DUNDEE, Mich. -- The Chrysler group may ask its four-cylinder engine manufacturer to build more than 800,000 engines annually, says CEO Tom LaSorda.
DaimlerChrysler AG is a partner in the Global Engine Manufacturing Alliance, which will build 1.8-, 2.0- and 2.4-liter engines at five plants worldwide. Last month, the alliance began production at one of two plants here.
Chrysler will be the sole recipient of the Dundee engines for at least 24 months. One partner, Hyundai Motor Co., is not sourcing engines from the plant. Mitsubishi Motors Corp., the other partner, is reworking its product plans.
The plant now operating in Dundee will build 420,000 units annually.
A second plant in Dundee will begin operating next October. Chrysler plans to obtain 210,000 engines from the second plant. That is half the plant's capacity. But it may take more.
"We will study whether we need another 200,000," LaSorda said here last week during a press event at the first of the two engine plants.
The new engines will arrive in the 2007 Dodge Caliber, a Dodge Neon replacement.
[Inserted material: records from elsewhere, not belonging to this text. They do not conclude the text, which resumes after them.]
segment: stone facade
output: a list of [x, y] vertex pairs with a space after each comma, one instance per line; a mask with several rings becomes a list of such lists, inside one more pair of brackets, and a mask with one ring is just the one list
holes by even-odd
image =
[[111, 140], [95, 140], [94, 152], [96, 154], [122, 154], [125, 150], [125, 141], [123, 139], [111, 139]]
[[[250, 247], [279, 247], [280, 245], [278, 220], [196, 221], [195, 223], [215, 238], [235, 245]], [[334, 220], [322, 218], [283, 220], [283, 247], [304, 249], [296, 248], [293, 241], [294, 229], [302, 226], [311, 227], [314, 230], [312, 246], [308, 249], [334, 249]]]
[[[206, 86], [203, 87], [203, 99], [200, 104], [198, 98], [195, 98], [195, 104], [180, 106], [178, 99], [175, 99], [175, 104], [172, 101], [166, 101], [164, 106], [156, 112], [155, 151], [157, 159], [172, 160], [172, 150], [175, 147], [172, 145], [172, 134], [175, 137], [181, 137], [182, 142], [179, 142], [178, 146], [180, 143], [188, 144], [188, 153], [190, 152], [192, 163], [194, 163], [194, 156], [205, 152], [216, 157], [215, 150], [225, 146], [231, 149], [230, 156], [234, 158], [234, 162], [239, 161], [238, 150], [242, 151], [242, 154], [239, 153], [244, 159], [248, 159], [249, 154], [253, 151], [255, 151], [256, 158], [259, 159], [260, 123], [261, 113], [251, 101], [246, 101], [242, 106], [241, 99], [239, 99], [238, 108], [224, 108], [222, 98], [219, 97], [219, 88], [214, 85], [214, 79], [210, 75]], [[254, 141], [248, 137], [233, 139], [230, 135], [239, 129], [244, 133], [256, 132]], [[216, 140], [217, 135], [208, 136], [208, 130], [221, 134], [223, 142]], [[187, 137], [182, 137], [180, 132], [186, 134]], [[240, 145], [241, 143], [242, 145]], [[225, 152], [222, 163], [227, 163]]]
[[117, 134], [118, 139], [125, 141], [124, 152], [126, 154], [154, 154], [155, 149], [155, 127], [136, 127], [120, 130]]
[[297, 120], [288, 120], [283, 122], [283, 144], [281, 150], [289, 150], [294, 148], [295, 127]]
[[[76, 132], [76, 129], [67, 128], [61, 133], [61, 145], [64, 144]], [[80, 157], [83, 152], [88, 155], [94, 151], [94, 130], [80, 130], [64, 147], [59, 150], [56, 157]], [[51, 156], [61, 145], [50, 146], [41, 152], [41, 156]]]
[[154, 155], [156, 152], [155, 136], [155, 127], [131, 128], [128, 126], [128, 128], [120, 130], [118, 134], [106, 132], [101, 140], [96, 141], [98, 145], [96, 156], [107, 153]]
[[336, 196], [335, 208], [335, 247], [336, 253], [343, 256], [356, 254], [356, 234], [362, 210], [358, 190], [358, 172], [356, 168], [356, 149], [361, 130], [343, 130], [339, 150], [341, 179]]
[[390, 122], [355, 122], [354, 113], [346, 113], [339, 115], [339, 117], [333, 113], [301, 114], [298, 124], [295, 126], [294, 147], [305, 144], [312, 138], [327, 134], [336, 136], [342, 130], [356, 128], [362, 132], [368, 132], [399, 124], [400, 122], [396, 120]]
They will be used in 12 Chrysler group model lines worldwide. Last week, LaSorda confirmed the engines also would power two Jeeps, the Compass and Patriot, that the company has shown as concept vehicles.
Opting for more engines may be risky if the move leads to vehicle oversupply, says Jim Hall, vice president of industry analysis at AutoPacific Inc. "If there is a downside, it is that (Chrysler) doesn't own that part of the business," he says, referring to the small-vehicle market. "People lost track of the Neon."